2.  Steve took charge yet I remained in control.  I was given options, asked what would suit me best.  He even tapped into my local knowledge.  I was involved.  The whole experience was designed around me. I belonged to the team who were effecting my rescue, we were all working together towards getting my car working and back on the road,
3.  Every interaction built a bond of trust.  Phone calls were always returned when promised.  Calls were made to check that other suppliers were playing their part and that I was happy with what had taken place. 
4.  They engaged with me brilliantly.  Each person I encountered empathised with how I was feeling at the time.  This takes a great deal of skill, as my demeanour changed over the four day period we were in contact.  To start with I was unsure and really quite anxious; later I was calm and back in holiday mood. At each point they read the situation.
5.  I had a consistent experience.  Each member of the team gave me the same level of attention and care as the others.  So often, organisations might have one or two great people only for one person to let the side down.
6.  They delivered.  The most important part of my experience was that everything that Steve and his colleagues said would happen did and to my expectations.
The result, a very happy customer who is willing to talk about his experience to anyone who cares to listen.  Most importantly I will buy this cover again with complete confidence.  Not only did Steve and his colleagues do the job really well they have also turned this customer into an advocate and ensured future sales.  What more can there be?
‘Advocates are 22 percent more likely to purchase bundled products, 28 percent more likely to anticipate increased spending with the company in the near future, and 25percent more receptive to information about new or upgraded products.’  Lorena Harris 2011

Customer Experience Heroes: The RAC

At one time motorists belonged to the AA (Automobile Association) or the RAC (Royal Automobile Club) who would come to your aid when your vehicle ground to a halt at the side of the road.  People were very partisan and proud to belong to one or the other.  You would have a badge on your car to show which motoring organisation you belonged to.  The uniformed crews would even salute their members’ vehicles as you sped past. 
We were in the RAC and I proudly carried on this tradition recently; buying their European Breakdown Cover for my road trip to France.
Our destination was Provence, with its quaint towns, lavender fields, and spectacular scenery.   Well that’s the gist of the sales pitch I used on my wife.  There are also miles, (sorry, kilometres) of fabulous winding roads, cafe stops and mountain climbs for anyone who happens to have a bike smuggled under the back seat of their car.  The most famous is the Mont Ventoux climb, 1100m to the top, steeped in Tour de France tradition and a route I have always wanted to ride.
After the obligatory markets, churches, and general touristy stuff, enough ‘brownie points’ had been acquired so that I could ride Ventoux. We drove to the starting point, a beautiful town called Sault.  As we neared our destination however, my car dashboard lit up like a Christmas Tree.  We parked in the town square next to the travelling Circus (and zoo) to study the car handbook.

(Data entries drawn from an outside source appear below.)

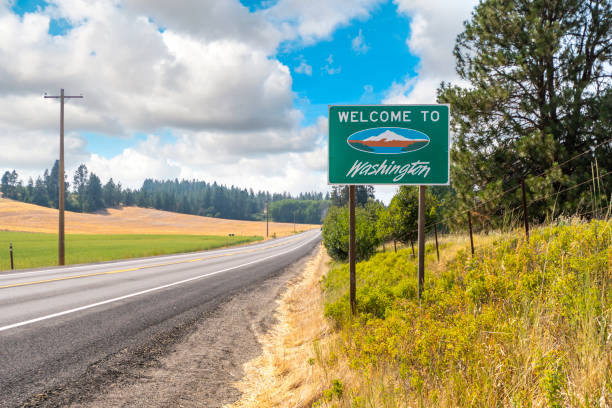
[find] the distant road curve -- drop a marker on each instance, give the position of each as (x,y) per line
(56,323)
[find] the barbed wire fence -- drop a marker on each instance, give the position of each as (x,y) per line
(597,189)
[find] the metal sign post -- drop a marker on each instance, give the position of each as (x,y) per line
(388,144)
(352,276)
(61,185)
(422,190)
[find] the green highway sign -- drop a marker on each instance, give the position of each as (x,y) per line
(389,144)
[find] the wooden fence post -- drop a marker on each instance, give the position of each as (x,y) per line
(471,237)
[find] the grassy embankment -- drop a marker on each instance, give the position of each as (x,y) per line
(37,249)
(521,324)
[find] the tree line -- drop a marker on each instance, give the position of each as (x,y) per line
(534,105)
(86,193)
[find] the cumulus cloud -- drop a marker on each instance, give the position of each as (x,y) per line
(204,71)
(329,68)
(358,44)
(434,27)
(304,68)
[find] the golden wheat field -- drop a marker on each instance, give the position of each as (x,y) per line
(18,216)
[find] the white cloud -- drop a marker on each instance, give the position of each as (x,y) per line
(358,44)
(210,158)
(204,71)
(304,68)
(434,27)
(329,68)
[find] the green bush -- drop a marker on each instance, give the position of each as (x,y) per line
(520,323)
(336,233)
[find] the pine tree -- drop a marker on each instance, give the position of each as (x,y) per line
(539,93)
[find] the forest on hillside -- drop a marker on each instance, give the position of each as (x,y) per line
(86,193)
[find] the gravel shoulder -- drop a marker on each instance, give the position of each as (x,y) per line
(199,365)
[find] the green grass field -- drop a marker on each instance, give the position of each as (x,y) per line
(31,250)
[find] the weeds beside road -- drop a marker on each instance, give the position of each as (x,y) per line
(518,324)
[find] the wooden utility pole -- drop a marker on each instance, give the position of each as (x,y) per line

The decision was made to switch off, have lunch (this is France and no great decision is taken before lunch!) and then reboot the engine.  By then my car will have forgotten its problems and I would embark up the mountain.  All would be well.

But it wasn’t. By then, dressed in tight lycra cycle shorts, and a bright yellow jersey I may have easily been mistaken for one of the travelling Circus performers. I was now overtaken by the moment.  Severe disappointment loomed and I, overcome by a childish tantrum, wrenched a branch from a nearby Sycamore and proceeded to thrash my car with it, Basil Fawlty style.  All of this was being closely observed by two acrobats, a Circus ringmaster, llamas, a goat, a small pony and assorted poultry.

As I stopped to catch my breath I caught a glimpse of the startled crowd. It seems that even seasoned circus performers had never witnessed such an outrageous display.  My wife handed me a phone and the number for the RAC.

When Steve Rowe arrived at work that morning there is no way he could have envisaged that later that day he would be engaged in a meaningful conversation with a lycra-clad, overheated, frustrated cyclist customer who had just humiliated himself before an entire Circus (and Zoo).

Well done Steve.  He managed understand what was going on and most importantly me. He sorted tow trucks, garages, taxis and I even got to ride my bike back to our accommodation from the garage.  Every customer is unique; it’s just that some are more unique than others.  RAC I salute you.